Der Asus-Executive kommentierte im Rahmen eines Investoren-Calls nämlich, dass der Launch eines so günstigen Produktes von einer Premium-Marke wie
Apple ein "Schock" für die Branche sei (
via "PC Mag"). Er ergänzte zwar noch, dass das Gerät sich wohl nur für den Medienkonsum eigne und eher iPad als Computer sei – zahlreiche Tests, die bereits im Netz zu finden sind, widersprechen da aber. Apple hat, so die meisten Tester, einen echten Herausforderer im Einsteiger-Bereich ins Rennen geschickt, ohne allzu viel des klassischen Apple-Schicks zu vernachlässigen. Bisher bekommt das Gerät beeindruckende Noten von den Testern.
Der grosse Kritikpunkt ist der Arbeitsspeicher, der nur 8 GB gross ist, weil im Macbook Neo der Mobile-SoC A18 verbaut ist. Erste Tester haben aber sogar Videos auf dem Gerät gerendert, was die Kritik von S.Y. Hsu, das Neo sei nur ein aufgebohrtes iPad, zumindest teilweise entkräftet.

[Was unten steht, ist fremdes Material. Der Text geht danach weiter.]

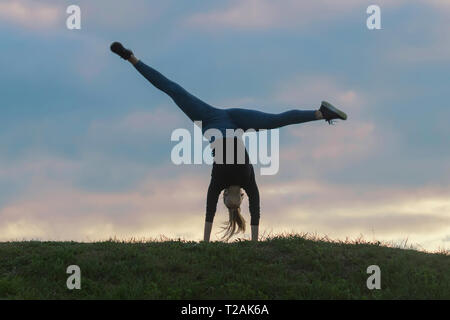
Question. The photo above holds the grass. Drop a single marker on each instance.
(280, 267)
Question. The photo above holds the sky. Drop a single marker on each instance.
(85, 140)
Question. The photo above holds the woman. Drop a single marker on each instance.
(228, 177)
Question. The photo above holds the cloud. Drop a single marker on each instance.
(266, 14)
(31, 14)
(311, 90)
(53, 208)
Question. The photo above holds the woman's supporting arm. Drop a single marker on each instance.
(214, 190)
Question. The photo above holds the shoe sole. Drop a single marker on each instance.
(342, 115)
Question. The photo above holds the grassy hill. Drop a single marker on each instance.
(283, 267)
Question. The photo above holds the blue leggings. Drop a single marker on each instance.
(211, 117)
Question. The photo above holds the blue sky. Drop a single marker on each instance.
(85, 140)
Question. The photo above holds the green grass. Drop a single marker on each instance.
(281, 267)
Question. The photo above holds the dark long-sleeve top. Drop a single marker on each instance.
(225, 175)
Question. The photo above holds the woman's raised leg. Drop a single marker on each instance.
(252, 119)
(193, 107)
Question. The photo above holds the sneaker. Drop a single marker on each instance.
(118, 49)
(329, 112)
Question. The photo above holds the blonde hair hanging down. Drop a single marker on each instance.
(235, 224)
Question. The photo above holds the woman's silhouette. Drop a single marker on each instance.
(234, 177)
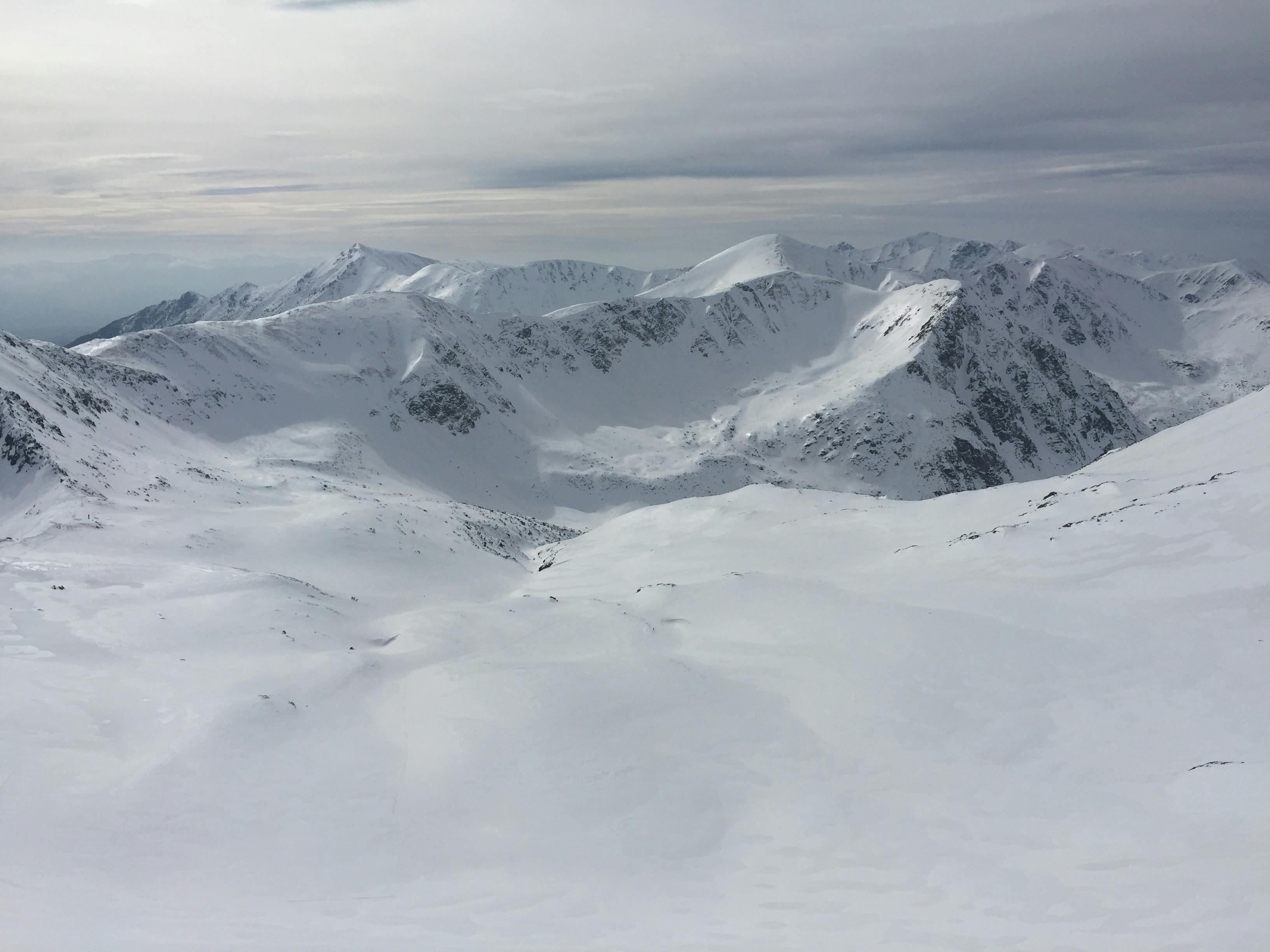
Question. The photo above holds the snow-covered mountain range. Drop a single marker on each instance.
(262, 688)
(441, 610)
(925, 366)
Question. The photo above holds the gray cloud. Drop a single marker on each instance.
(331, 4)
(656, 133)
(257, 189)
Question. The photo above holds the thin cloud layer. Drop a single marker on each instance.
(562, 128)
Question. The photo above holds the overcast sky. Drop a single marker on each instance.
(649, 134)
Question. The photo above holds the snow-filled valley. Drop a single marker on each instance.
(907, 598)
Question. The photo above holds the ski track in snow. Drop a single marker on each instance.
(280, 672)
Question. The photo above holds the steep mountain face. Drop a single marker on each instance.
(921, 367)
(478, 287)
(356, 271)
(535, 289)
(1030, 716)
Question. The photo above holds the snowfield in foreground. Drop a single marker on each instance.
(294, 705)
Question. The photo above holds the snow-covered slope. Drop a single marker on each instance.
(479, 287)
(356, 271)
(535, 289)
(294, 698)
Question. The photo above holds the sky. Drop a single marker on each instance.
(648, 134)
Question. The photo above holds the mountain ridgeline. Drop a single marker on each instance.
(921, 367)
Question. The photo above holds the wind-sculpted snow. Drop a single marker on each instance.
(923, 367)
(288, 693)
(357, 271)
(469, 630)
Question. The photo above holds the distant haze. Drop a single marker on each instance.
(644, 134)
(60, 300)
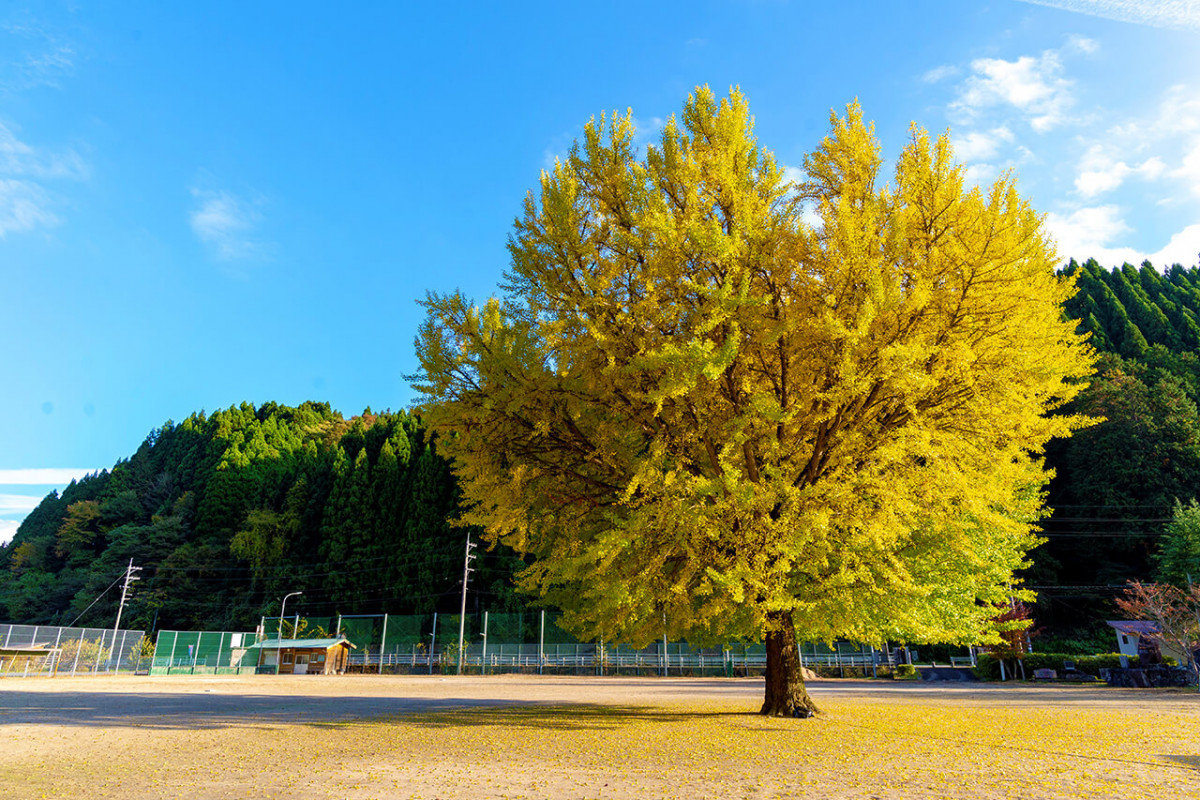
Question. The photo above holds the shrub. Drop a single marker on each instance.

Sowohl die Aussage des Asus Co-Chefs als auch von weiteren Branchenexperten lassen darauf schliessen, dass das Neo den Markt für Einsteiger-Laptops zumindest aufmischen wird. Ganz die Tatsache, dass die Preissteigerungen
aufgrund der Speicherkrise im Segment der Einsteiger-Laptops besonders starke Auswirkungen haben sollten, dürften viele Windows OEMs aktuell nervös werden.